Le censure proposte del ricorrente, dunque, erano per la Corte di legittimità anche sotto tale profilo del tutto generiche poiché si limitavano a prospettare una lettura alternativa a quella fatta propria dal Tribunale del compendio indiziario di riferimento sollecitando in tal senso la Cassazione ad una rivalutazione del merito della decisione senza individuare profili di effettiva e manifesta illogicità nel percorso argomentativo svolto dal giudice del riesame.

La motivazione dell’ordinanza impugnata, invece, sempre a parere dei giudici di legittimità ordinaria, aveva in modo convincente richiamato gli elementi, già ampiamente descritti nell’ordinanza emessa dal Giudice per le indagini preliminari, ritenuti indicativi della forza di intimidazione che caratterizza il vincolo associativo con valutazioni di merito non censurabili in sede di legittimità, perché coerenti rispetto alla dimostrazione del diffuso clima di sopraffazione e conseguente assoggettamento delle vittime (Sez. 6, n. 31461 del 07/06/2004).

Conclusioni

La decisione in esame è assai interessante specialmente nella parte in cui precisa quando l’indagato ha interesse ad impugnare un’ordinanza cautelare al fine di ottenere una diversa qualificazione del fatto.

Difatti, in tale pronuncia, citandosi un precedente conforme, si afferma che l’indagato non ha interesse ad impugnare un’ordinanza cautelare al solo fine di ottenere una diversa qualificazione del fatto, qualora ad essa non consegua per il medesimo alcuna utilità, ossia qualora il mutamento invocato non incida sulla possibilità di adottare o mantenere la misura.
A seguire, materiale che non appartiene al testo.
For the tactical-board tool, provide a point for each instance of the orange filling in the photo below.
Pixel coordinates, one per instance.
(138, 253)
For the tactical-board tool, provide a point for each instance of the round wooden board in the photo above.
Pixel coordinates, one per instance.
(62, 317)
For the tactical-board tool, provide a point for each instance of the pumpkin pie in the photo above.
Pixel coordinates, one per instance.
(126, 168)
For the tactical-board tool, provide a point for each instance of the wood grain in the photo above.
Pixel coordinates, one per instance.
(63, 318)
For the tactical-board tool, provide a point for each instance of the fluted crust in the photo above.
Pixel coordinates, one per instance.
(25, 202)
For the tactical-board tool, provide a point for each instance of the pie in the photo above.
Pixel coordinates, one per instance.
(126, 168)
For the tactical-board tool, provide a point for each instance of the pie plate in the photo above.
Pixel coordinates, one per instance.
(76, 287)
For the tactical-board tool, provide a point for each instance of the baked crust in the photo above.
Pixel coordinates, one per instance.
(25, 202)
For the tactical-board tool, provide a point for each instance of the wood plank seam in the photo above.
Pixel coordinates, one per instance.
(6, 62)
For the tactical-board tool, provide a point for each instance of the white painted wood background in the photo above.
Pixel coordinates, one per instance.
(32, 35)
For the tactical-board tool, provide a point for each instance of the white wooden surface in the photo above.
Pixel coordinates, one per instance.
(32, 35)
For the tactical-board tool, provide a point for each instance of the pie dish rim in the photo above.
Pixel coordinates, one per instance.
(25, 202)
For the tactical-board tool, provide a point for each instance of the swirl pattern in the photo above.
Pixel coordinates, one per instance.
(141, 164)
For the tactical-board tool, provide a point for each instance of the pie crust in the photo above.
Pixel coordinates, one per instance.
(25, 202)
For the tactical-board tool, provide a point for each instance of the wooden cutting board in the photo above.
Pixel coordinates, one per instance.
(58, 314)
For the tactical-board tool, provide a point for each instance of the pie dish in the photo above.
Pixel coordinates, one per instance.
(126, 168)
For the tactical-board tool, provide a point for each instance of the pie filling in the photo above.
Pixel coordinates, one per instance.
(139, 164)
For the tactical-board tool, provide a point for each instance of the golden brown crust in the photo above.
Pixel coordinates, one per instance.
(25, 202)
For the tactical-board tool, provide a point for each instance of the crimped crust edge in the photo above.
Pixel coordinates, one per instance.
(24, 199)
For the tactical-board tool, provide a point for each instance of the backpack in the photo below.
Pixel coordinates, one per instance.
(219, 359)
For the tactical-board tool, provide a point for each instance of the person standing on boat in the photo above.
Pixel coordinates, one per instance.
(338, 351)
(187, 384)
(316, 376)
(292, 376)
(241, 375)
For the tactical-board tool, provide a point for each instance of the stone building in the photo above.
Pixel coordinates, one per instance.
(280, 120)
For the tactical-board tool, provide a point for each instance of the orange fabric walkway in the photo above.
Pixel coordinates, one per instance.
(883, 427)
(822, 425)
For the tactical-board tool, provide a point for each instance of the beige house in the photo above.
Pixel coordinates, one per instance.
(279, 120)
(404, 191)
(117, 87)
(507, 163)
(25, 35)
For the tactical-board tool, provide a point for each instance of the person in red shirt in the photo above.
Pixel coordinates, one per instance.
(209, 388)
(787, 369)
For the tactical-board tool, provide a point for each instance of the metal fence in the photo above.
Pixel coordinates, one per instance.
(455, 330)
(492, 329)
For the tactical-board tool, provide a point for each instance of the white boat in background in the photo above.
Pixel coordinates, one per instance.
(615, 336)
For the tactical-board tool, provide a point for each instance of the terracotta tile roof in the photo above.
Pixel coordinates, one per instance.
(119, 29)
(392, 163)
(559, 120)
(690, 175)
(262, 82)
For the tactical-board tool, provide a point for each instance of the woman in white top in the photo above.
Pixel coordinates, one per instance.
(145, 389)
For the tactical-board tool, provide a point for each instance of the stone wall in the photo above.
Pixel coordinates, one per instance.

Ciò vuol dunque significare, argomentando a contrario, che, all’opposto, è consentita l’impugnazione di un provvedimento di tal genere per ottenere una diversa qualificazione giuridica del fatto allorchè: a) dal suo accoglimento consegua per l’impugnante una utilità; b) il mutamento invocato incida sulla possibilità di adottare o mantenere la misura.

Il giudizio in ordine a quanto statuito in siffatto provvedimento, proprio perché contribuisce a fare chiarezza su cotale tematica procedurale, dunque, non può che essere positivo.